Maximum value of $x^2+y^2$

Question

Question

Find the maximum value of $x^2+y^2$ if $4x^4+9y^4=64$

Now I really don't understand how to proceed or whether I should change my approach all together.
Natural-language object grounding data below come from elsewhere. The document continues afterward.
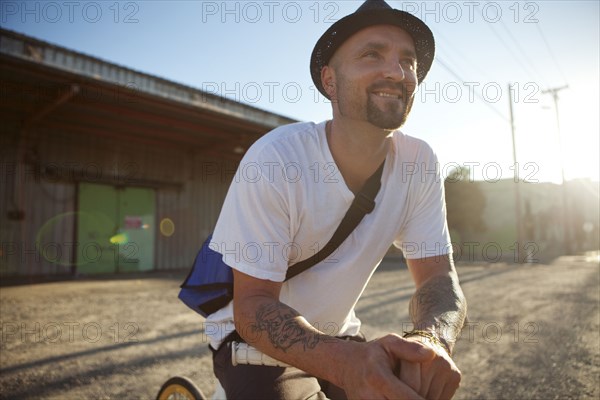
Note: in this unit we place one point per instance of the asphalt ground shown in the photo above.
(533, 333)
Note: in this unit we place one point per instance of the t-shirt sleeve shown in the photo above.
(253, 228)
(425, 232)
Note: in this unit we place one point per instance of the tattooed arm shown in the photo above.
(438, 306)
(364, 370)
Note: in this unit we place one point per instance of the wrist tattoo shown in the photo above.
(281, 325)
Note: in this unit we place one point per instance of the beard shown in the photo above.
(388, 116)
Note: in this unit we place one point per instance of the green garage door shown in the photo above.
(115, 229)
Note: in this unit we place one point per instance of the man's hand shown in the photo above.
(372, 372)
(434, 379)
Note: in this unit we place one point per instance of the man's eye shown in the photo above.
(409, 63)
(372, 54)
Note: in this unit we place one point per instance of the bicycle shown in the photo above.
(183, 388)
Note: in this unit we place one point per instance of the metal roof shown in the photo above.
(37, 51)
(48, 87)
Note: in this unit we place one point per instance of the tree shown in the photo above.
(465, 203)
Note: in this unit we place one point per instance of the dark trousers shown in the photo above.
(264, 382)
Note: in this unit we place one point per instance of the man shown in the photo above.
(368, 64)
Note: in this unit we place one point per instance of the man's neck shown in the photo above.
(358, 149)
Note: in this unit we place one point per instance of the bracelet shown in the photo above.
(432, 337)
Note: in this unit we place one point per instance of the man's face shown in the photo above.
(374, 76)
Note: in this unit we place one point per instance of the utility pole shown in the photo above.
(517, 180)
(565, 213)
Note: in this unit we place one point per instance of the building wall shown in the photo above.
(189, 192)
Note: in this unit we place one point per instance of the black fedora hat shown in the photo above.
(372, 12)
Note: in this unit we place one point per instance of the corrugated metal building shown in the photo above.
(106, 169)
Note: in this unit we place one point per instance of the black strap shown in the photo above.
(363, 203)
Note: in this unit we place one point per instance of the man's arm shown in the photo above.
(364, 370)
(438, 306)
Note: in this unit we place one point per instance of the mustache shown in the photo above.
(406, 91)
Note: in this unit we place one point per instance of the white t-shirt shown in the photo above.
(286, 200)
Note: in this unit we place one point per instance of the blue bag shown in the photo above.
(209, 285)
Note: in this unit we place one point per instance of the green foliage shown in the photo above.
(465, 203)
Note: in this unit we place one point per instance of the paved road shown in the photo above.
(533, 332)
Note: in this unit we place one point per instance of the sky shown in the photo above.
(257, 52)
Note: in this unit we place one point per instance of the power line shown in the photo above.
(551, 53)
(510, 50)
(525, 56)
(456, 50)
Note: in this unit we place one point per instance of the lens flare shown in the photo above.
(119, 238)
(167, 227)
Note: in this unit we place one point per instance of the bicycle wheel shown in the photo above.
(179, 388)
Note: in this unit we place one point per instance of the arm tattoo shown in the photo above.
(439, 303)
(281, 324)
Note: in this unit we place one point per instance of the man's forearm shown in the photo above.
(281, 332)
(440, 305)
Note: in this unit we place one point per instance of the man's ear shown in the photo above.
(328, 81)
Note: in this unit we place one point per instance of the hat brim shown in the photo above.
(343, 29)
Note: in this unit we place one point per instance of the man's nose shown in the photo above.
(395, 71)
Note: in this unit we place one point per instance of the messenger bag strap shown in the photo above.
(363, 203)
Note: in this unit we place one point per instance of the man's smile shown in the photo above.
(389, 95)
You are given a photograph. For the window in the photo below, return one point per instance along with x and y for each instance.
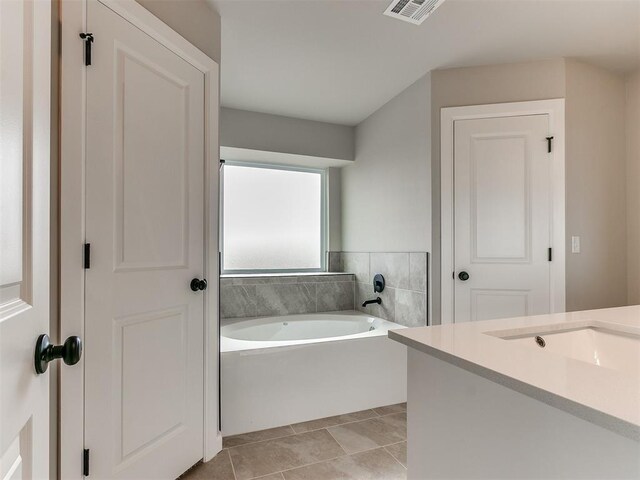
(272, 218)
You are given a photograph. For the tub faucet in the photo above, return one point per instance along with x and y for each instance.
(378, 300)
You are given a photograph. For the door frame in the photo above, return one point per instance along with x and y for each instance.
(448, 116)
(72, 214)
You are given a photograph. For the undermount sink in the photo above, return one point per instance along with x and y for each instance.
(599, 343)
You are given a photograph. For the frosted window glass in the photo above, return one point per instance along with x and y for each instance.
(272, 219)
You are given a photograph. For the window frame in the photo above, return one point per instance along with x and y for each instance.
(323, 217)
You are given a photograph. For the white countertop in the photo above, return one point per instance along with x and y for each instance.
(604, 396)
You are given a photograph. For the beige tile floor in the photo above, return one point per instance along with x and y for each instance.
(366, 445)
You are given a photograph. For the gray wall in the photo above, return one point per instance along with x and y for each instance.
(275, 133)
(195, 20)
(386, 198)
(633, 187)
(595, 187)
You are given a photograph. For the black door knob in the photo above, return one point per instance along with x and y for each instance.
(70, 352)
(197, 284)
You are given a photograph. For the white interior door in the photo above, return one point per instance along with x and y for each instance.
(502, 210)
(25, 56)
(145, 224)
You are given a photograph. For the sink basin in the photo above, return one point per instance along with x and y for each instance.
(605, 345)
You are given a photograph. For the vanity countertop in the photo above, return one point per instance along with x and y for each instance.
(609, 397)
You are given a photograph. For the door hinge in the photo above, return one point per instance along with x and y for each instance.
(88, 40)
(87, 255)
(85, 462)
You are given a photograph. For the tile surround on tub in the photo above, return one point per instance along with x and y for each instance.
(261, 295)
(404, 299)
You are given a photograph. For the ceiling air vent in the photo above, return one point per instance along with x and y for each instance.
(412, 11)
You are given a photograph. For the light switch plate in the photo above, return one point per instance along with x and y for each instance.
(575, 244)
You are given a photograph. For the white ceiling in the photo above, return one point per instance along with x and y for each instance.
(340, 60)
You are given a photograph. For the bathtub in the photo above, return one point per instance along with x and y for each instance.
(281, 370)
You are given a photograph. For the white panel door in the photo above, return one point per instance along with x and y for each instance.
(144, 221)
(502, 217)
(25, 56)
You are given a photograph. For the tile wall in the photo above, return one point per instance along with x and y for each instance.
(404, 299)
(255, 296)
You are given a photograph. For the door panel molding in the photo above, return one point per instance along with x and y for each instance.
(554, 108)
(72, 209)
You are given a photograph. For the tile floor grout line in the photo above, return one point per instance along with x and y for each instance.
(340, 424)
(233, 468)
(394, 457)
(335, 458)
(336, 440)
(377, 415)
(304, 465)
(265, 440)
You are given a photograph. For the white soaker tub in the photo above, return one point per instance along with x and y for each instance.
(282, 370)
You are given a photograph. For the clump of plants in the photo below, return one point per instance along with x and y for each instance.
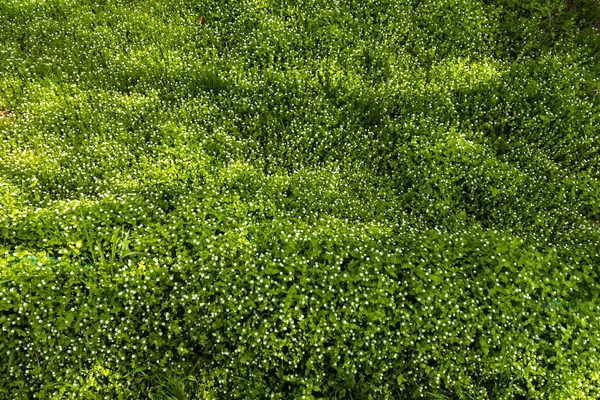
(314, 200)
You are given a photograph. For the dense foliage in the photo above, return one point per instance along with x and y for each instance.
(299, 199)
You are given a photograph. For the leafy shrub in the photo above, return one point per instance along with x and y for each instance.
(313, 200)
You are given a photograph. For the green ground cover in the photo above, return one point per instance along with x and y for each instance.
(299, 199)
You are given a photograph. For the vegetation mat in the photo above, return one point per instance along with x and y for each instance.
(376, 199)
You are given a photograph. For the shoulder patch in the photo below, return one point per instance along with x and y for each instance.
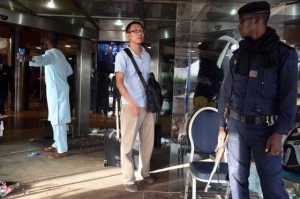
(286, 44)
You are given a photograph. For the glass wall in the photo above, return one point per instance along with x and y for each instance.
(206, 36)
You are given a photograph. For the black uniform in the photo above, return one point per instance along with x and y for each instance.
(262, 101)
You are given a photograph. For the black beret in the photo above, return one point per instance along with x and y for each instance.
(253, 7)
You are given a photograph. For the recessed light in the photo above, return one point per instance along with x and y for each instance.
(51, 4)
(233, 12)
(118, 23)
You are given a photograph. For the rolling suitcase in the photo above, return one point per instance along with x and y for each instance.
(112, 140)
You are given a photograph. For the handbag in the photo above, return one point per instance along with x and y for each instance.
(152, 88)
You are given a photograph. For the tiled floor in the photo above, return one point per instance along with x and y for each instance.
(81, 174)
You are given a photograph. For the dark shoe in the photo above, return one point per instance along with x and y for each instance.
(149, 179)
(58, 155)
(132, 187)
(50, 149)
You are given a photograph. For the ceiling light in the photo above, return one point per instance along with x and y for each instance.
(118, 23)
(233, 12)
(50, 4)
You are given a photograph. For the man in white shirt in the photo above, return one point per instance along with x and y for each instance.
(57, 69)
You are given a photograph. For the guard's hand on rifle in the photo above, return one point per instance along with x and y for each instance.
(221, 137)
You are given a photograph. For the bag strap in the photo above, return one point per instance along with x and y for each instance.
(128, 52)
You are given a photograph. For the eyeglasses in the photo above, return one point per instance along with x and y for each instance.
(137, 31)
(242, 20)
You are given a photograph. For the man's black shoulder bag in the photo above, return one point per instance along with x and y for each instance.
(152, 88)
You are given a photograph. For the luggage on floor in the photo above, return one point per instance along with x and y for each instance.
(112, 138)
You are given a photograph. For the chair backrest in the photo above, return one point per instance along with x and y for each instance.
(203, 130)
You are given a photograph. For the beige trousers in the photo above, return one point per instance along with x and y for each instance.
(130, 126)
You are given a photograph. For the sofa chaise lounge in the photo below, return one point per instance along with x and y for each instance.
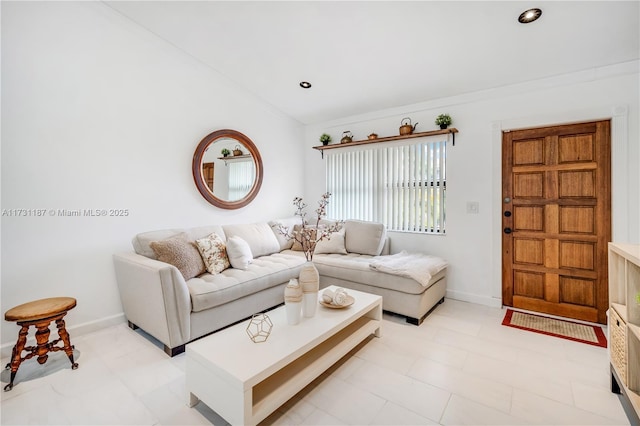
(177, 304)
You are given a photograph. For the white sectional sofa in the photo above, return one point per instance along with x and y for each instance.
(177, 301)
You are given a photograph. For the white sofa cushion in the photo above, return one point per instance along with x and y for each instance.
(364, 237)
(355, 268)
(259, 236)
(333, 244)
(141, 241)
(239, 253)
(209, 290)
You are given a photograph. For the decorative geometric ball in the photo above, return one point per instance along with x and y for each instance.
(259, 328)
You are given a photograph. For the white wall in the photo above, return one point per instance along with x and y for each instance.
(472, 243)
(97, 113)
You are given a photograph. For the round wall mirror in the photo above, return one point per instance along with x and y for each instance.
(227, 169)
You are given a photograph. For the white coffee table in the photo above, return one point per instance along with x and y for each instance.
(244, 382)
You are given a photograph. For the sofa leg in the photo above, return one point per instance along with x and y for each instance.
(414, 321)
(173, 351)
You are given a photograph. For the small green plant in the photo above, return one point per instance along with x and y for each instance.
(443, 120)
(325, 139)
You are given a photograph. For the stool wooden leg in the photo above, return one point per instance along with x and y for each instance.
(64, 335)
(16, 356)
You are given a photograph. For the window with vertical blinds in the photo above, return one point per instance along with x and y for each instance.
(241, 177)
(402, 186)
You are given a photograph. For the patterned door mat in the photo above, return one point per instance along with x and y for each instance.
(589, 334)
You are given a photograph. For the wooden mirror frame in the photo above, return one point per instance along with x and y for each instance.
(196, 169)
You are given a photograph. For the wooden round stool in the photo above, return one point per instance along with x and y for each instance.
(40, 313)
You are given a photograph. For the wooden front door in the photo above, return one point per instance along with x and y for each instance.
(556, 216)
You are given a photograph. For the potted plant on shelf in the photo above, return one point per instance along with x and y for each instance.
(325, 139)
(443, 120)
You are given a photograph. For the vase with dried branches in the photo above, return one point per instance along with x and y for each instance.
(307, 237)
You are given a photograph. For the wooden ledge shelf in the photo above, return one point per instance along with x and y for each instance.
(452, 130)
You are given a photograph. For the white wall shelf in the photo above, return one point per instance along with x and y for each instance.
(451, 130)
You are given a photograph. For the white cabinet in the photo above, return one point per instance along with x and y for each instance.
(624, 324)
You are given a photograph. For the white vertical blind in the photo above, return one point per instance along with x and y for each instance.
(241, 177)
(402, 186)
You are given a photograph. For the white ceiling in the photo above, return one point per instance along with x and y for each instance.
(370, 55)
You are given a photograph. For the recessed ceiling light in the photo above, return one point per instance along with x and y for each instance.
(529, 15)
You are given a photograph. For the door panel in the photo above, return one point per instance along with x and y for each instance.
(557, 220)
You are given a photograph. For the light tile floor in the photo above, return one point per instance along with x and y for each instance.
(461, 366)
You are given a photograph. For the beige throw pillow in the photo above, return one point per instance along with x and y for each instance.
(214, 253)
(181, 253)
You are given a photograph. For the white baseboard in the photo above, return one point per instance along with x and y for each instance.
(74, 331)
(474, 298)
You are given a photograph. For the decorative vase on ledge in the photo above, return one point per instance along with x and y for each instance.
(310, 283)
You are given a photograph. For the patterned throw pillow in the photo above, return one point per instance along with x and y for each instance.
(181, 253)
(214, 253)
Any help is appreciated.Thanks :)

Answer 1

WLOG, $2x^2=8\cos t,3y^2=8\sin t$ where $0\le t\le\frac\pi2$

Answer 2

$$4x^4+9y^4=64$$

$$\frac{(x^2)^2}{4^2}+\frac{(y^2)^2}{(8/3)^2}=1$$

Let $x=\pm \sqrt{4\cos(\theta)}$ and $y=\pm \sqrt{\frac{8}{3} \sin (\theta)}$. With $\theta \in [0,\frac{\pi}{2}]$.

Then,

$x^2+y^2=4\cos (\theta)+\frac{8}{3} \sin (\theta)$

$$=\langle 4, \frac{8}{3} \rangle \cdot \langle \cos (\theta), \sin (\theta) \rangle$$

$$=\sqrt{4^2+(\frac{8}{3})^2} \cos \left( \theta-\arctan(\frac{\frac{8}{3}}{4}) \right)$$

Because $\arctan(\frac{8}{12}) \in [0, \frac{\pi}{2}]$. A maximum of,

$$\sqrt{4^2+(\frac{8}{3})^2}$$

Is achievable.